Anybody want to bet that this film isn’t particularly sympathetic to the Creationist argument?

Girl Power:

But, actually, some same-sex birds do do it. So do beetles, sheep, fruit bats, dolphins, and orangutans. Zoologists are discovering that homosexual and bisexual activity is not unknown within the animal kingdom.

Or that this one doesn’t give a lot of weight to those who argue that homosexuality just ain’t natural?

Is anybody willing to argue that those two films are not, in fact, documentaries, because they do not objectively explore both sides of the debate in two current controversies?

Only by your definition of objectivity, which is in itself subjective (as is mine). You don’t move a non-fiction book to the fiction aisle because it contains an error, especially if it’s a quote of someone saying something that’s in error. It’s a document of that person saying the erroneous quote.

The point I think you’re missing, or which perhaps has become lost, is that I’m not talking about whether or not people think Moore is dispassionate or neutral; I’m talking about the misappropriation of a word to mean something that it doesn’t really mean. You may recall I took a similar stance on the word “homophobe.” Words have meaning. You don’t just decide that you want to use them in some new way because it happens to suit your purpose, and ipso facto, that meaning becomes legitimate. Look at what has become of “diva.” Any successful female performer now is a “diva.” It’s ridiculous.

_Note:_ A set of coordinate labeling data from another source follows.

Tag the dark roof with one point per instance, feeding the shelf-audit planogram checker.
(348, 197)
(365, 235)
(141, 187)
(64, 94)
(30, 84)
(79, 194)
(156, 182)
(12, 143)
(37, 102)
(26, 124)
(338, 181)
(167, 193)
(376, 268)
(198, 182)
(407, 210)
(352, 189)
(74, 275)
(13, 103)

Except in this case, it’s those who are demanding the unrealistic (IMO) standard for documentaries who are changing the definition to one that didn’t exist. Which is not to say words can’t change meaning (gay, for the prime example), but if you’re into being consistant…

What was factual about portraying the subject line of a letter to the editor of the Pantagraph as a news headline from said paper?

Unrealistic? We’ve cut and pasted from dictionaries whose definitions are quite clear…or at least would be to the average fifth-grader. But here? Noooooo…instead we get hair-splitting and dancing on the head of a pin such as I’ve described, or we get “dictionaries are descriptive, not proscriptive,” etc. In other words, it doesn’t matter what the dictionary says, you’ll just find some way to deny it.

Or is it your contention that words have no specific meaning and that dictionaries should serve mostly as “guidelines.”

(In the case of the word “gay,” I suppose I find it less egregious because it doesn’t fly in the face of what the word previously was known to represent. Words often have more than one meaning. But when you have a film that is the exact opposite of the traditional, dictionary-defined meaning of documentary claiming to be one, that is when it becomes a problem.

The point you’re missing is that the word “documentary” has never meant “objective.” The term is misused by those who do not understand the genre. Much like the term “theory” is misused by those who do not understand the scientific method. The fact that this misuse is so widespread as to merit mention in a dictionary does not make that misuse correct. Dictionaries do not, after all, necessarily provide the correct definitions of words, only the most popular. And no one here is arguing that the perception of documentaries as “objective” is not widespread. Here’s a fairly good introduction to the history of the genre. Note that the original documentaries involved a fair bit of outright, deliberate falsehoods and a significant amount of stagery. Compared to the first documentarians, Michael Moore is a model of probity and even-handedness.

What Miller said.

“Cleave” can mean either “to bring together” or “to break apart”.

Words fail me.

Starving Artist, I gave you a definition from an online dictionary of the noun “documentary” which did not contain the word “objective.” I am not surprised to note that you are pretending I did not.

I’m dropping out here. It’s abundantly clear that this thread is turning into a rehash of all the threads we’ve had before, with all the posts we’ve had before. Y’all have fun storming the castle!